LAUSD iPad program: Bidding process reopening for Phase 3

The LAUSD says it is reopening the bidding process for the third phase of its tablet computer program to all companies.
The Los Angeles Unified School District says it is not canceling its controversial tablet computer program, but it is reopening the bidding process for the third phase to all companies, including Apple.

"Not only will this decision enable us to take advantage of an ever-changing marketplace and technology advances, it will also give us time to take into account successes and concerns learned in the initial phases of the (Common Core Technology Project), and receive new information from the California Department of Education regarding assessments," Superintendent John Deasy said Tuesday in a statement.

This comes as questions mount over the district's handling of its iPad deal. The billion-dollar initiative aimed to provide all students, teachers and administrators with a tablet computer.

The new questions surround the LAUSD's contract with Apple and Pearson, the company that provides the curriculum on the tablet computers. Public records obtained by the Los Angeles Times show that Superintendent John Deasy and his former chief deputy had been discussing this technology with executives from Apple and Pearson two years before the bidding process.

At Tuesday's school board meeting, Deasy did not address the controversy before entering into a closed session.

United Teachers Los Angeles is calling on the Board of Education to uncover the truth behind the iPad deals.

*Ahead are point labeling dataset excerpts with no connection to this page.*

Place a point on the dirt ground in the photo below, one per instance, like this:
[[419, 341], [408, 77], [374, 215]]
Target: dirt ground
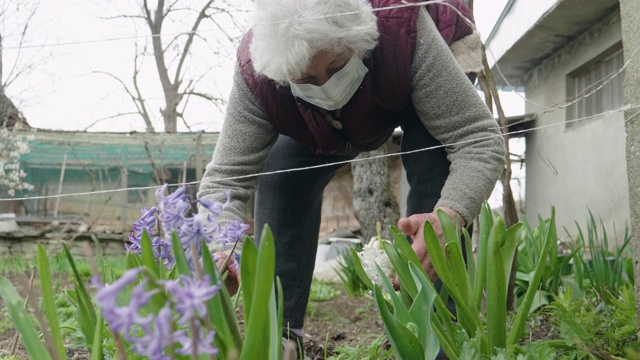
[[341, 321]]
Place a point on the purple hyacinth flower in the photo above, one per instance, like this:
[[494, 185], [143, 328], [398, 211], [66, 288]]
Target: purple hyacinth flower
[[108, 295], [122, 318], [236, 264], [191, 296], [197, 229], [204, 343], [145, 223], [233, 231], [157, 335], [215, 208], [172, 208], [164, 249]]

The teachers' union says Deasy needs to publicly explain his role in awarding the contracts to each company.

"It's an issue of if the top of our district has cozy relationships with multibillion-dollar corporations but isn't including parents and students and educators in the process of vetting big projects like this, that's a problem," said Alex Caputo-Pearl, president of UTLA.

The Los Angeles County District Attorney's Office reviewed a report on the program prepared by the district's inspector general but found no criminal wrongdoing in the bidding process.

Deasy says that the district remains committed to providing technology that supports students' "access to a world of learning and discovery" and prepares them for the future.

"We have worked hard and are proud of the progress we have made - and will continue to make through additional phases - on this project. The CCTP supports the District's transition to the Common Core State Standards and its commitment to provide an individualized, interactive and informative-rich learning environment," Deasy said. "We look forward to refining our processes and ultimately achieve our vision to equip every one of our students with a personal computing device to help them succeed in the 21st century. This is exactly what our students need and deserve."

Mayor Eric Garcetti says the controversy is not fair to students.

"Now we are going to see them punished because of mistakes that were made at the school district, so I'd like to see them right those mistakes, get tablets, whatever brand, in the hands of our students as quickly as possible," said Garcetti.